Tuesday, 8 September 2015 , ora 10.54
After a first explosive evening in which we passed from Bartok's motric energy to the metaphysical depths of Mahler, yesterday (Monday, 7th September), the San Francisco Symphony returned on stage at the Grand Palace Hall and made a bold proposal, as it generally seems to enjoy making. From the beginning, the approach on Enescu's paper (Voix de la Nature), which was only recently brought to the audience's attention, represents a choice indicating that the American conductor Michael Tilson Thomas enjoys going off the beaten track and has a special affinity with complex opuses that require him to pay a great attention to the timbre, colour and the highlighting of contrasts between the sensibility of the lower registers and the brilliance of the higher ones, as those in this valuable masterpiece signed by George Enescu. 'So beautiful !' whispered with admiration a member of the audience in front of me to the friend that accompanied her, as she was conquered by the intelligent manner in which the famous American ensemble performed the opus of the Romanian musician. I agreed with her and I was wondering if she would be equally pleased by the following work in the programme, Absolute Jest by John Adams, who is one of the most beloved contemporary American musicians and his works are often performed on stage. He is also very intimate to the San Francisco Symphony. Adams cleverly combines the minimalistic resources with the rich sound traditions of this current. And although his wonderful work was impeccably performed by the American Orchestra and the 'St. Lawrence' String Quartet, to which it is also dedicated, a part of the audience that filled the Grand Palace Hall was not seduced by the incisive sonorities that clearly brought up quotes from a number of well-known Beethoven opuses.

It is also true that Absolute Jest, a virtuosic, well-sustained opus, a real instrumental 'tour de force' for the performers, does not count on emotion, but it has a brilliant, minimalistic construction, based primarily on the rhythmical, pulsating aspect. The melodic structure is based upon motifs and its development is based on a repetitiveness that eventually reveals the big picture of a sonorous puzzle in which what can you hear at a certain moment is closely related to what you could hear before, but also significantly different. In other words, an attractive, imaginative language, but not very easily assimilated by an audience that is unfamiliar with the contemporary sonorities. This opus, however, represents its precious contact with a major musical style that appeared in the late twentieth century.

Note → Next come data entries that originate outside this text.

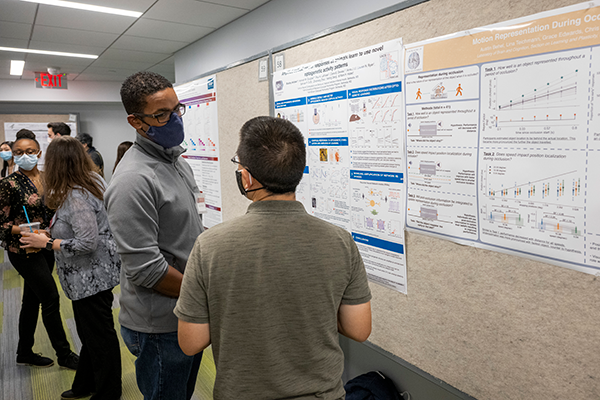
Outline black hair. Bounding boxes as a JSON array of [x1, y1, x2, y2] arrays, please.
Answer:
[[237, 117, 306, 194], [77, 133, 94, 148], [13, 129, 35, 143], [121, 71, 173, 114], [0, 140, 14, 178], [48, 122, 71, 136]]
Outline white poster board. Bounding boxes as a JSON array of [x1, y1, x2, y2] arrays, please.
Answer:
[[273, 39, 406, 293], [174, 75, 223, 228], [405, 2, 600, 274]]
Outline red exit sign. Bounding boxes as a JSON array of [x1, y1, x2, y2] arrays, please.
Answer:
[[35, 72, 67, 89]]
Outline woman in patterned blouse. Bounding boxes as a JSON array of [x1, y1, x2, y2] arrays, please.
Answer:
[[21, 136, 121, 400], [0, 132, 78, 369]]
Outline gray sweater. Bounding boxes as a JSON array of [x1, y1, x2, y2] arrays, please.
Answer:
[[50, 184, 121, 300], [105, 134, 204, 333]]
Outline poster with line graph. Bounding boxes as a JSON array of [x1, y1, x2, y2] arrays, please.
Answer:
[[405, 1, 600, 276], [174, 75, 223, 228], [273, 39, 406, 293]]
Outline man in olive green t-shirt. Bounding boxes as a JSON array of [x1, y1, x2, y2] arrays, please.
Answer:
[[175, 117, 371, 400]]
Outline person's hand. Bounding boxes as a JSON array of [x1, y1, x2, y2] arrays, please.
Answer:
[[20, 232, 50, 249], [38, 229, 52, 238]]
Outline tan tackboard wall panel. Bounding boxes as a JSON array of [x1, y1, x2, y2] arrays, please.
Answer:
[[272, 0, 600, 400], [217, 0, 600, 400], [0, 114, 69, 143], [217, 61, 269, 221]]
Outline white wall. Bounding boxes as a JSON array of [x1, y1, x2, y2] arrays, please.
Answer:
[[0, 101, 135, 181], [175, 0, 414, 83], [0, 79, 121, 103]]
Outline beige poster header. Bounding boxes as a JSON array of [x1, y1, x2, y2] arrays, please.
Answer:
[[406, 6, 600, 74]]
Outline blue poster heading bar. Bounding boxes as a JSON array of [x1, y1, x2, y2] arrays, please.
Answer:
[[348, 82, 402, 99], [308, 138, 348, 146], [275, 97, 306, 108], [352, 232, 404, 254], [307, 90, 348, 104], [350, 170, 404, 183]]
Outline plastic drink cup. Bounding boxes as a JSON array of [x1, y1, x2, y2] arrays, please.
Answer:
[[19, 222, 40, 233]]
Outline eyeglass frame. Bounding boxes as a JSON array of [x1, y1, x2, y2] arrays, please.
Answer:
[[131, 103, 186, 124], [12, 149, 40, 157]]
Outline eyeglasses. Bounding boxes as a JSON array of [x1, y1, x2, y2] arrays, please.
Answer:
[[131, 103, 185, 124], [13, 149, 40, 156]]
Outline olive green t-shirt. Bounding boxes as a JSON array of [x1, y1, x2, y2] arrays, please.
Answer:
[[175, 201, 371, 400]]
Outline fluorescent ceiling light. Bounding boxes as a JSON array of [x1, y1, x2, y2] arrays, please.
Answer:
[[21, 0, 143, 18], [0, 47, 98, 60], [10, 60, 25, 76]]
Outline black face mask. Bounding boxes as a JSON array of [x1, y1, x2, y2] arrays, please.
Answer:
[[235, 170, 266, 196]]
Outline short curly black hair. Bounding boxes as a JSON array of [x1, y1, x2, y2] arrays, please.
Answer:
[[121, 71, 173, 114], [237, 117, 306, 194]]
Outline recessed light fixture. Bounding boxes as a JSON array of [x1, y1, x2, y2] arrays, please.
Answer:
[[21, 0, 143, 18], [10, 60, 25, 76], [0, 47, 98, 60]]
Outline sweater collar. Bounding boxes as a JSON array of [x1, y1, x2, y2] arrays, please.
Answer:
[[135, 132, 186, 163], [247, 200, 306, 214]]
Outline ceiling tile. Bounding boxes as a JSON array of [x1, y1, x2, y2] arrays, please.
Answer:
[[127, 17, 214, 43], [0, 37, 29, 56], [92, 56, 156, 71], [31, 24, 119, 50], [0, 0, 37, 24], [65, 0, 156, 12], [102, 48, 171, 64], [111, 35, 188, 54], [0, 21, 32, 40], [25, 60, 87, 74], [196, 0, 269, 10], [29, 40, 105, 55], [35, 5, 135, 34], [25, 54, 94, 70], [73, 73, 134, 82], [145, 0, 247, 28]]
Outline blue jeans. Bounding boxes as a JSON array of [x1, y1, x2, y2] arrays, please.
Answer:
[[121, 326, 202, 400]]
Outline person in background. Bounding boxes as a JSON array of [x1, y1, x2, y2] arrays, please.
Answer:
[[175, 117, 371, 400], [21, 136, 122, 400], [113, 141, 133, 173], [0, 142, 16, 178], [0, 132, 79, 370], [48, 122, 71, 140], [77, 133, 104, 178], [105, 71, 204, 400]]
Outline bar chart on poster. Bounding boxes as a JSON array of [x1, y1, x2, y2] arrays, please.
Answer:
[[405, 2, 600, 274]]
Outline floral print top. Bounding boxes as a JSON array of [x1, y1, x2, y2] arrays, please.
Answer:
[[0, 171, 54, 254], [50, 184, 121, 300]]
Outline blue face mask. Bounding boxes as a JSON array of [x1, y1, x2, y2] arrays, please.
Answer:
[[0, 150, 12, 161], [15, 154, 38, 171], [146, 113, 184, 149]]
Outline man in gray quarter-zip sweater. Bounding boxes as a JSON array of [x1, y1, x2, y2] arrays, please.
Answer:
[[105, 72, 204, 400]]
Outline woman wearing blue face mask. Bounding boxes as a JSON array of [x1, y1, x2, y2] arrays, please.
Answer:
[[0, 134, 79, 370], [0, 142, 16, 178]]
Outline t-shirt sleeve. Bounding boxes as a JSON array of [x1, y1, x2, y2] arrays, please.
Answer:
[[342, 239, 371, 305], [173, 238, 209, 324]]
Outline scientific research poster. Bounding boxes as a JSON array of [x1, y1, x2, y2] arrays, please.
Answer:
[[273, 40, 406, 293], [405, 2, 600, 274], [174, 75, 223, 228]]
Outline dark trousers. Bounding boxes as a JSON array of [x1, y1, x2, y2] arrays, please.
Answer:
[[72, 290, 122, 400], [8, 250, 71, 359]]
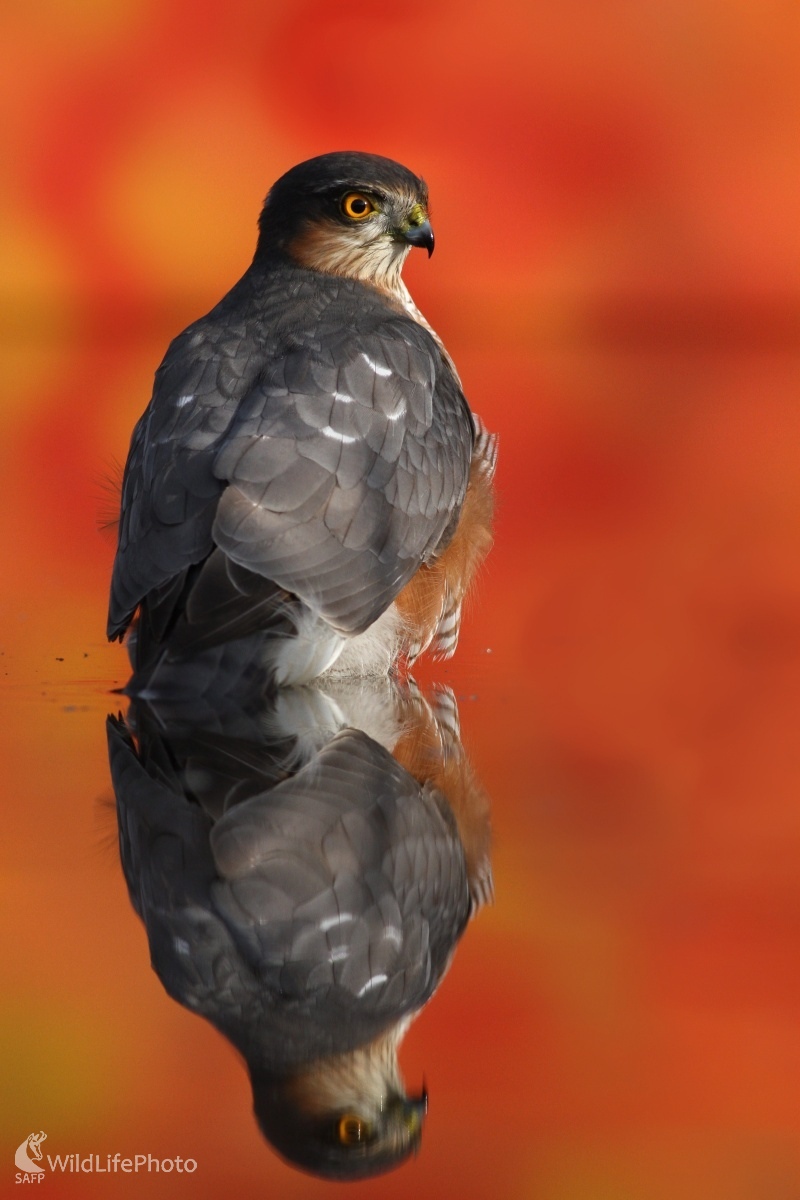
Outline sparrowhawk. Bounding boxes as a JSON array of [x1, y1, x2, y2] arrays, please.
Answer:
[[108, 152, 495, 684], [109, 679, 491, 1178]]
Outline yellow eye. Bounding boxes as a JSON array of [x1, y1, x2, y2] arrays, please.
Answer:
[[342, 192, 375, 221], [338, 1112, 367, 1146]]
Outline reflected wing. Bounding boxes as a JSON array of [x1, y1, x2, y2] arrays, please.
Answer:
[[211, 730, 470, 1020]]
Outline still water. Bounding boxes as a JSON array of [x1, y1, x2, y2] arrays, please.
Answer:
[[0, 344, 800, 1200]]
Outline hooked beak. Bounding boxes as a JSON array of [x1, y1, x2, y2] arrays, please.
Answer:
[[403, 217, 433, 258]]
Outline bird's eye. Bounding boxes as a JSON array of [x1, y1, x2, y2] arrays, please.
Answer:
[[338, 1112, 367, 1146], [341, 192, 375, 221]]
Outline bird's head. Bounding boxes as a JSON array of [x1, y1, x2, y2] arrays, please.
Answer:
[[251, 1036, 428, 1180], [255, 151, 433, 290]]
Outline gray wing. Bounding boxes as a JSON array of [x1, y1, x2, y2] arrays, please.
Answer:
[[108, 323, 260, 637], [213, 320, 473, 634], [108, 306, 473, 637]]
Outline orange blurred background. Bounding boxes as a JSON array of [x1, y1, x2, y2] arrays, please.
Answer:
[[0, 0, 800, 1200]]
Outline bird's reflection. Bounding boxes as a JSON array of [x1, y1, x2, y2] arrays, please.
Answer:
[[108, 679, 492, 1178]]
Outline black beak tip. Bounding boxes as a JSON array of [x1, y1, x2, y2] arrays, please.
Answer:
[[403, 221, 434, 258]]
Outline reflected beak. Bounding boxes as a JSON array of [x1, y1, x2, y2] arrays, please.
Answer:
[[403, 218, 433, 258]]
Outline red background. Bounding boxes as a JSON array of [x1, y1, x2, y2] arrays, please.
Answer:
[[0, 0, 800, 1200]]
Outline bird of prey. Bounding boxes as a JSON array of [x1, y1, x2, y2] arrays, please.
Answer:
[[109, 679, 491, 1178], [108, 152, 495, 685]]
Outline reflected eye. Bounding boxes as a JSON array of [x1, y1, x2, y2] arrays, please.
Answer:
[[338, 1112, 368, 1146], [342, 192, 375, 221]]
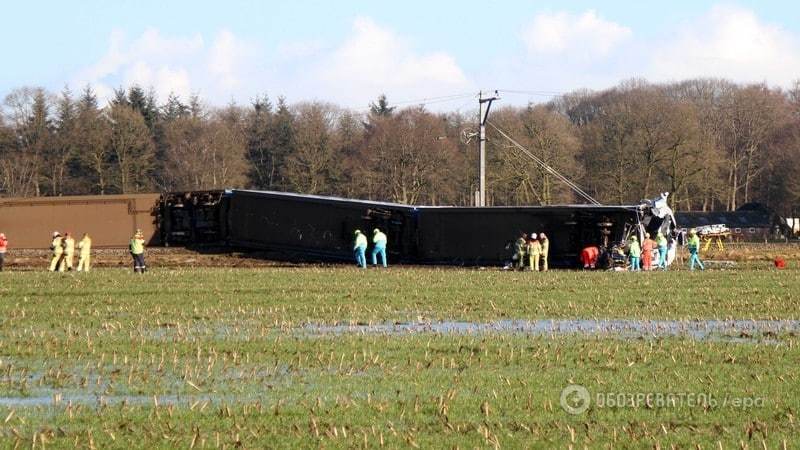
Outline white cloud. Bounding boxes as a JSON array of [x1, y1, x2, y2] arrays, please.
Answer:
[[73, 29, 253, 102], [73, 17, 473, 108], [306, 17, 471, 107], [521, 10, 633, 59], [648, 6, 800, 86]]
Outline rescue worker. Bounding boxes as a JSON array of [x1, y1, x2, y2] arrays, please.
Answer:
[[62, 231, 75, 272], [50, 231, 64, 272], [581, 245, 600, 269], [512, 233, 528, 270], [78, 233, 92, 272], [656, 231, 667, 270], [687, 228, 706, 270], [0, 233, 8, 272], [642, 233, 655, 270], [539, 233, 550, 272], [128, 230, 147, 273], [628, 236, 642, 272], [353, 230, 367, 269], [372, 228, 387, 267], [528, 233, 542, 272]]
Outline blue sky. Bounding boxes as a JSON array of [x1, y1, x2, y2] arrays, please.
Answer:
[[0, 0, 800, 109]]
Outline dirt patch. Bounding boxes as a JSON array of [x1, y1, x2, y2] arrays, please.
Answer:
[[6, 247, 310, 270]]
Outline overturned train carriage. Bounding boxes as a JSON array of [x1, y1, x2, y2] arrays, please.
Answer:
[[220, 190, 663, 267]]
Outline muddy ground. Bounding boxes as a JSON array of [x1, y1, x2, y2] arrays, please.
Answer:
[[6, 243, 800, 270]]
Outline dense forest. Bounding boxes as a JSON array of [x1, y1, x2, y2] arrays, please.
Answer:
[[0, 79, 800, 215]]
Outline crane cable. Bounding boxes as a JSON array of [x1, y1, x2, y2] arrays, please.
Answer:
[[487, 122, 600, 205]]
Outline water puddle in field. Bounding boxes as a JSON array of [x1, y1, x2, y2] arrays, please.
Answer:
[[0, 393, 241, 408], [302, 319, 800, 342]]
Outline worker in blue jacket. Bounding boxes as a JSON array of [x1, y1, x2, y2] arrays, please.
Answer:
[[353, 230, 367, 269], [372, 228, 387, 267]]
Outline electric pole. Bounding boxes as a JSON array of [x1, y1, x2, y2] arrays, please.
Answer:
[[476, 91, 500, 206]]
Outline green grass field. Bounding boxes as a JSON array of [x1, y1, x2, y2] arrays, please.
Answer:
[[0, 267, 800, 448]]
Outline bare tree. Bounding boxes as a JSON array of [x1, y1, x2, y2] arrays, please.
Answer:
[[108, 104, 154, 194]]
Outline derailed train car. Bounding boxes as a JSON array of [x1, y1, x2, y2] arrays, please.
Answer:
[[222, 190, 667, 267]]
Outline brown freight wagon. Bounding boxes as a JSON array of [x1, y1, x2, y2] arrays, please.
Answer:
[[0, 194, 161, 249]]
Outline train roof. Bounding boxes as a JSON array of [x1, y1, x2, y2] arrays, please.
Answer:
[[225, 189, 642, 212]]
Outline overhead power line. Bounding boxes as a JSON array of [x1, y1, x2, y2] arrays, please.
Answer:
[[488, 122, 600, 205]]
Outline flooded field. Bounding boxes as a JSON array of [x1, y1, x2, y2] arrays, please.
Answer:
[[0, 268, 800, 448]]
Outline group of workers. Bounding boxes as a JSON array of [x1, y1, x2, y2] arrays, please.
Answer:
[[49, 230, 147, 273], [628, 228, 705, 272], [353, 228, 388, 269], [512, 233, 550, 272], [49, 231, 92, 272]]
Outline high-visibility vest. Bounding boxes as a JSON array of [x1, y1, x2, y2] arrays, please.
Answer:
[[688, 234, 700, 251], [50, 236, 64, 255], [130, 237, 144, 255], [64, 237, 75, 255], [78, 237, 92, 256]]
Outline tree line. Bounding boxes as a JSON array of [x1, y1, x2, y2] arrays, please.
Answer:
[[0, 79, 800, 215]]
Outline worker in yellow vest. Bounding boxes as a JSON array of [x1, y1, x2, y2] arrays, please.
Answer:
[[528, 233, 542, 272], [687, 228, 706, 270], [62, 231, 75, 272], [50, 231, 64, 272], [539, 233, 550, 272], [129, 230, 147, 273], [78, 233, 92, 272]]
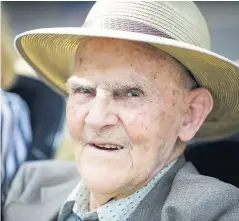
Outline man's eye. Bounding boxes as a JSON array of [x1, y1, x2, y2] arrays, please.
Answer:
[[74, 87, 93, 94], [127, 89, 143, 97]]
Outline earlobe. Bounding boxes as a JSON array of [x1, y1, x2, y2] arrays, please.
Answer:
[[179, 88, 213, 142]]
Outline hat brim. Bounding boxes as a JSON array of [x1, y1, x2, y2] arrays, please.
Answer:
[[15, 27, 239, 140]]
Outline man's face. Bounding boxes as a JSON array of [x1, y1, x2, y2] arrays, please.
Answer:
[[67, 38, 189, 196]]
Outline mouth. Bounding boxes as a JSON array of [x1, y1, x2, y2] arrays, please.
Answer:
[[89, 143, 124, 151]]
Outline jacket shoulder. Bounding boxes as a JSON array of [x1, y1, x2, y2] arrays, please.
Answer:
[[164, 163, 239, 221]]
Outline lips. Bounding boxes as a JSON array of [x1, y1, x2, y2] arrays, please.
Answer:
[[90, 143, 123, 151]]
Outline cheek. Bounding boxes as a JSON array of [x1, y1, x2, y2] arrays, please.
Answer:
[[119, 107, 152, 145], [66, 99, 87, 139]]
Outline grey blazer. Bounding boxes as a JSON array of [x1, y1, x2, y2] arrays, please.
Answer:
[[4, 157, 239, 221]]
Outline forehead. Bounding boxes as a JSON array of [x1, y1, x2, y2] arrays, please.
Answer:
[[73, 38, 182, 84]]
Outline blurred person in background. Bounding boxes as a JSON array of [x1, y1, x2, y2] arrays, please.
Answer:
[[4, 1, 239, 221], [0, 7, 65, 211], [0, 11, 32, 204]]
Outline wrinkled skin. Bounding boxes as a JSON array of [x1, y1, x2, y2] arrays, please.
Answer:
[[67, 38, 212, 209]]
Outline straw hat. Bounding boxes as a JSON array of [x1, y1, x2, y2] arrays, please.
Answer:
[[1, 9, 16, 89], [15, 1, 239, 140]]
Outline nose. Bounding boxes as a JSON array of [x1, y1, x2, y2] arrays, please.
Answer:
[[85, 97, 118, 131]]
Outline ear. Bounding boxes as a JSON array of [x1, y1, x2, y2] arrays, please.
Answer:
[[179, 88, 213, 142]]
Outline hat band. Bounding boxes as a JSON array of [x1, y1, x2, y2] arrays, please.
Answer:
[[83, 18, 175, 40]]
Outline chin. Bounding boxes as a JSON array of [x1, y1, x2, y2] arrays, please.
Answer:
[[77, 162, 130, 194]]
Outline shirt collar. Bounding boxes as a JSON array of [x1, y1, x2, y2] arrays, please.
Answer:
[[62, 160, 177, 221]]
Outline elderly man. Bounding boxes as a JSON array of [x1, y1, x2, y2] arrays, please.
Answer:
[[5, 1, 239, 221]]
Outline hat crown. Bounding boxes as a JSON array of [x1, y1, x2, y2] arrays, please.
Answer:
[[83, 0, 210, 49]]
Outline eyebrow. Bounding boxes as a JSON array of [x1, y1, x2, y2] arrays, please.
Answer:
[[66, 76, 149, 95], [104, 82, 146, 95]]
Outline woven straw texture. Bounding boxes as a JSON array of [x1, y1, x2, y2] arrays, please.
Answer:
[[15, 1, 239, 139]]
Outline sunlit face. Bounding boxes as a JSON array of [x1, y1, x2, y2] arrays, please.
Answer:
[[67, 38, 189, 196]]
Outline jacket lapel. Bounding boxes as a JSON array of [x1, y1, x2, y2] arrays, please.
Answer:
[[128, 156, 186, 221], [5, 179, 79, 221]]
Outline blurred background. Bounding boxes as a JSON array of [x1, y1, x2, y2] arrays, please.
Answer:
[[1, 1, 239, 205]]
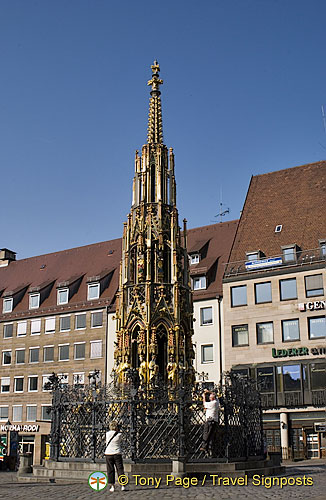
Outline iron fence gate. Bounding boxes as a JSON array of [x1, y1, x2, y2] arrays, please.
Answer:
[[51, 372, 263, 462]]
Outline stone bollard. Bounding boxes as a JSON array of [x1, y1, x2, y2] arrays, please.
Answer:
[[18, 453, 32, 476]]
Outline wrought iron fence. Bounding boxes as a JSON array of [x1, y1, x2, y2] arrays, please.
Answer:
[[47, 373, 263, 462]]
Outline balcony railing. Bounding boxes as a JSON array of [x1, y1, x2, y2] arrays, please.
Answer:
[[224, 247, 326, 278]]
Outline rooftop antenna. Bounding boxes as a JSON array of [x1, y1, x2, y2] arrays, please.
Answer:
[[212, 188, 230, 222]]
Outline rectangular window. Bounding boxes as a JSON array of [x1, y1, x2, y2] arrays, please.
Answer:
[[41, 405, 51, 422], [26, 405, 37, 422], [255, 281, 272, 304], [200, 307, 213, 325], [280, 278, 297, 300], [28, 375, 38, 392], [2, 351, 11, 365], [91, 311, 103, 328], [310, 363, 326, 391], [3, 323, 14, 339], [60, 315, 70, 332], [0, 406, 9, 420], [75, 342, 85, 359], [282, 319, 300, 342], [75, 313, 86, 330], [190, 253, 199, 264], [45, 318, 55, 333], [12, 405, 23, 422], [1, 377, 10, 392], [43, 345, 54, 363], [192, 276, 206, 290], [282, 365, 301, 391], [31, 319, 41, 335], [59, 344, 69, 361], [17, 321, 27, 337], [232, 325, 249, 347], [14, 377, 24, 392], [257, 366, 275, 392], [29, 347, 40, 363], [2, 298, 14, 313], [308, 316, 326, 339], [201, 344, 213, 363], [231, 285, 247, 307], [304, 274, 324, 297], [257, 321, 274, 344], [29, 293, 40, 309], [282, 246, 297, 263], [16, 349, 25, 365], [91, 340, 102, 359], [87, 283, 100, 300]]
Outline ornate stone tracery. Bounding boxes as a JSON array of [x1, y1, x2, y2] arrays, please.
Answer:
[[114, 61, 194, 386]]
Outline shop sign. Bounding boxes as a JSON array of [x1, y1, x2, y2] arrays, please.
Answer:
[[272, 347, 326, 358], [245, 257, 283, 271], [298, 300, 326, 311], [0, 424, 40, 432]]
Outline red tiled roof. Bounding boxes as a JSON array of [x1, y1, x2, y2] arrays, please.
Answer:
[[230, 161, 326, 262]]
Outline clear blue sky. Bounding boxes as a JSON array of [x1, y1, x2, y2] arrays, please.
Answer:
[[0, 0, 326, 258]]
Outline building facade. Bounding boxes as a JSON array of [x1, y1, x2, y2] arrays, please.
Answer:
[[223, 162, 326, 457]]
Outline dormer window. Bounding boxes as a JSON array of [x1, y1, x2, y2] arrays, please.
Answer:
[[282, 245, 297, 263], [192, 276, 206, 290], [57, 288, 69, 305], [87, 283, 100, 300], [190, 253, 200, 265], [2, 297, 14, 313], [29, 293, 40, 309]]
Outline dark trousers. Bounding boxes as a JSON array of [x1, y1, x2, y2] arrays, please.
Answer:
[[201, 420, 217, 451], [105, 454, 124, 484]]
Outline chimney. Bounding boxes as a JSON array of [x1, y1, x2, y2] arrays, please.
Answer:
[[0, 248, 16, 267]]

'I hope they will make up for this work in the second part of the programme' - grumbled an elegantly dressed gentleman during the break. And the musicians did it, but in their own clear and accurate style, paying attention to details and faithfully following the elegant indications of Michael Tilson Thomas, thus rendering the famous Symphony No. 3 'Eroica' by Beethoven very neatly and almost flawlessly from a technical point of view, with the exception of some slight delays during the last movement. Moreover, the 'heroic' character of the symphony was not fully rendered, as Michael Tilson Thomas focused on emphasizing certain refined, agogic and dynamic details that are not usually highlighted when this work is being performed. However, he undoubtedly took responsibility for his choice . Some people might complain about the the San Francisco Symphony's objectivity, their certain lack of expressiveness, which ultimately leads to a lack of personal touch - even if their performances are almost flawless. But the members of the orchestra and especially Michael Tilson Thomas took responsibility for their choice. The certain fact is that last evening we had the extremely rare opportunityof watching an elite ensemble that is ranked within America's top five. The ensembles across the ocean have seldom come to perform here along this festival's history. This performance certainly was an event, regardless of people's opinions. The San Francisco Symphony proved that music in North America is made with a technical excellence and a bold vision upon the repertoire.